I'm working on a PHP scraper to do the following:
cURLseveral (always fewer than 10) URLs,Add the HTML from each URL to a
DOMDocument,Parse that DOMdocument for
<a>elements which link to PDFs,Store the
hrefs for matching elements in an array.
I have steps 1 & 2 down (my code outputs the combined HTML for all URLs), but when I try to iterate through the result to find ` elements linking to PDFs, I get nothing (an empty array).

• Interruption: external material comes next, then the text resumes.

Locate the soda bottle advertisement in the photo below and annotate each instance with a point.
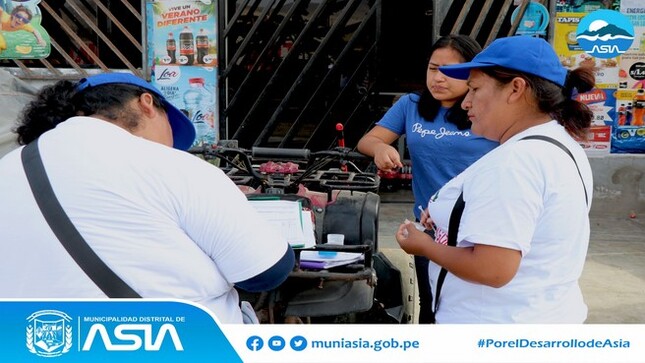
(182, 33)
(192, 90)
(629, 127)
(21, 35)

I've tried my parser code on a single cURL and it works (returns an array with the URLs for each pdf on that page).
Here's my cURL code:
$urls = Array(
'http://www.example.com/about/1.htm',
'http://www.example.com/about/2.htm',
'http://www.example.com/about/3.htm',
'http://www.example.com/about/4.htm'
);
# Make DOMDoc
$dom = new DOMDocument();
foreach ($urls as $url) {
$ch = curl_init($url);
$html = curl_exec($ch);
# Exec and close CURL, suppressing errors
@$dom->createDocumentFragment($html);
curl_close($ch);
}
And the parser code:
#make pdf link array
$pdf_array = array();
# Iterate over all <a> tags and spit out those that end with ".pdf"
foreach($dom->getElementsByTagName('a') as $link) {
# Show the <a href>
$linkh = $link->getAttribute('href');
$filend = ".pdf";
# @ at beginning supresses string length warning
@$pdftester = substr_compare($linkh, $filend, -4, 4, true);
if ($pdftester === 0) {
array_push($pdf_array, $linkh);
}
}
The full code looks like this:
<?php
$urls = Array(
'http://www.example.com/about/1.htm',
'http://www.example.com/about/2.htm',
'http://www.example.com/about/3.htm',
'http://www.example.com/about/4.htm'
);
# Make DOM parser
$dom = new DOMDocument();
foreach ($urls as $url) {
$ch = curl_init($url);
$html = curl_exec($ch);
# Exec and close CURL, suppressing errors
@$dom->createDocumentFragment($html);
curl_close($ch);
}
#make pdf link array
$pdf_array = array();
# Iterate over all <a> tags and spit out those that end with ".pdf"
foreach($dom->getElementsByTagName('a') as $link) {
# Show the <a href>
$linkh = $link->getAttribute('href');
$filend = ".pdf";
# @ at beginning supresses string length warning
@$pdftester = substr_compare($linkh, $filend, -4, 4, true);
if ($pdftester === 0) {
array_push($pdf_array, $linkh);
}
}
print_r($pdf_array);
?>
Any suggestions for what I'm doing wrong on the DOM parsing and PDF array building?